New joined nodes has error: "run/containerd/containerd.sock: connect: connection refused"
Spegel version
v0.0.18
Kubernetes distribution
kubeadm
Kubernetes version
v1.30
CNI
calico
Describe the bug
we are running kubernetes cluster on baremental machines using capi. I found any new joined nodes after spegel installation will have the error below and not function for any mirror.
{"level":"info","ts":1719427282.4200914,"caller":"state/state.go:30","msg":"running scheduled image state update"}
{"level":"error","ts":1719427282.4204097,"caller":"state/state.go:32","msg":"received errors when updating all images","error":"connection error: desc = \"transport: error while dialing: dial unix /run/containerd/containerd.sock: connect: connection refused\": unavailable","stacktrace":"github.com/xenitab/spegel/pkg/state.Track\n\t/build/pkg/state/state.go:32\nmain.registryCommand.func5\n\t/build/main.go:172\ngolang.org/x/sync/errgroup.(*Group).Go.func1\n\t/go/pkg/mod/golang.org/x/[email protected]/errgroup/errgroup.go:78"}
looks like same as: https://github.com/spegel-org/spegel/issues/333, not sure if that related leader election refresh.
This has nothing to do with #333. The error you are seeing comes from the Containerd client not being able to communicate with the Containerd socket. Are you sure the socket is located at the path that is configured?
yes, I am sure the socket is located at the path. everytime after I restart spegel daemonset, the issue was fixed.
This seems like a peculiar issue as restarting the pod should have no effect. And you are seeing the same issue with the latest Spegel version?
still don't have a chance to test with the latest Spegel version, hopefully i can get it tested next week.
On Thu, Jul 11, 2024 at 2:25 PM Philip Laine @.***> wrote:
This seems like a peculiar issue as restarting the pod should have no effect. And you are seeing the same issue with the latest Spegel version?

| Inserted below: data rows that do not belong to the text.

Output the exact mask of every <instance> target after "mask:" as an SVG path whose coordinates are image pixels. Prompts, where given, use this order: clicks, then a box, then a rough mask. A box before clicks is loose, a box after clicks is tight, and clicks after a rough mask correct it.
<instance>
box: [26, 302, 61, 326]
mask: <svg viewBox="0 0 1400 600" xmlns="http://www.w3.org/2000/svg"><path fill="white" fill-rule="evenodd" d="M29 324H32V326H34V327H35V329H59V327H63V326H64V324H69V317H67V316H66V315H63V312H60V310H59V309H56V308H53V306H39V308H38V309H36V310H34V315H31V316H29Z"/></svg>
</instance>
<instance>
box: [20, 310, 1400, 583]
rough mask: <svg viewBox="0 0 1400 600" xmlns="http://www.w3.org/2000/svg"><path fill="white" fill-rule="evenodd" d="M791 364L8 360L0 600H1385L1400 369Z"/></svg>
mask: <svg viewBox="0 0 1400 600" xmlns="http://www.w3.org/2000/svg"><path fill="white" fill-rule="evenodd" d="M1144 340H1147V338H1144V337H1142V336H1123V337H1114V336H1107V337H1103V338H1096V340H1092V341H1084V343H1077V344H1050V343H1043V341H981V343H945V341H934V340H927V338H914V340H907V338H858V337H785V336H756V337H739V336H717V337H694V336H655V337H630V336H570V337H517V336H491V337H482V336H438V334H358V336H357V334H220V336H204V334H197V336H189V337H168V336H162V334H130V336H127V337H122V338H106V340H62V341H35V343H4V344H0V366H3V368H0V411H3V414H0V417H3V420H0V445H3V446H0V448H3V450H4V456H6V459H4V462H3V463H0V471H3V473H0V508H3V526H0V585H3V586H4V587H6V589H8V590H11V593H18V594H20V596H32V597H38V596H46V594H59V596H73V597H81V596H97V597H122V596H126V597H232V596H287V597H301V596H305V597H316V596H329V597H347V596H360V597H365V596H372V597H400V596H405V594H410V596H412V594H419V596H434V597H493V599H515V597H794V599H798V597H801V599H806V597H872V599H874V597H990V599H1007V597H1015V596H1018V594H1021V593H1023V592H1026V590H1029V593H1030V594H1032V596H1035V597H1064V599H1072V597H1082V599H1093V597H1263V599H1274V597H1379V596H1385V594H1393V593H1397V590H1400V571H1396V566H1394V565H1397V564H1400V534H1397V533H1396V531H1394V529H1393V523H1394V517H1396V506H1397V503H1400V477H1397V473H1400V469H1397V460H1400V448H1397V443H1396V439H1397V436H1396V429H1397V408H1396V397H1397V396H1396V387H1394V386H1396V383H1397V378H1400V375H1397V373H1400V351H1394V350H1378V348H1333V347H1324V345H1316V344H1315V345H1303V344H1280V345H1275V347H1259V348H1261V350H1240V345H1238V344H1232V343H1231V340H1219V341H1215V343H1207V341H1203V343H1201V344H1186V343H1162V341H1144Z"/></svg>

— Reply to this email directly, view it on GitHub https://github.com/spegel-org/spegel/issues/528#issuecomment-2223964893, or unsubscribe https://github.com/notifications/unsubscribe-auth/AK25LWOH6UA23HEESMFO7PLZL3Z3VAVCNFSM6AAAAABKA4CVZ6VHI2DSMVQWIX3LMV43OSLTON2WKQ3PNVWWK3TUHMZDEMRTHE3DIOBZGM . You are receiving this because you authored the thread.Message ID: @.***>
We have enabled selinux on our nodes and had the same error. The solution was the following setting:
securityContext:
seLinuxOptions:
type: spc_t
I have the same issue on control-plane nodes, regardless by restart
{"time":"2024-08-16T10:56:12.574167036Z","level":"ERROR","source":{"function":"github.com/spegel-org/spegel/pkg/state.Track","file":"/build/pkg/state/state.go","line":36},"msg":"received errors when updating all images","err":"connection error: desc = \"transport: error while dialing: dial unix /run/containerd/containerd.sock: connect: connection refused\": unavailable"}
The error that you are seeing means that either the Containerd socket does not exist at that path or it can't be reached. This check is run immediately on start and will exit Spegel if an error occurs as there would be no use continuing. Are you sure that this is the correct path?
Could not produce this issue anymore, please ignore
Closing as issues seem to be resolved.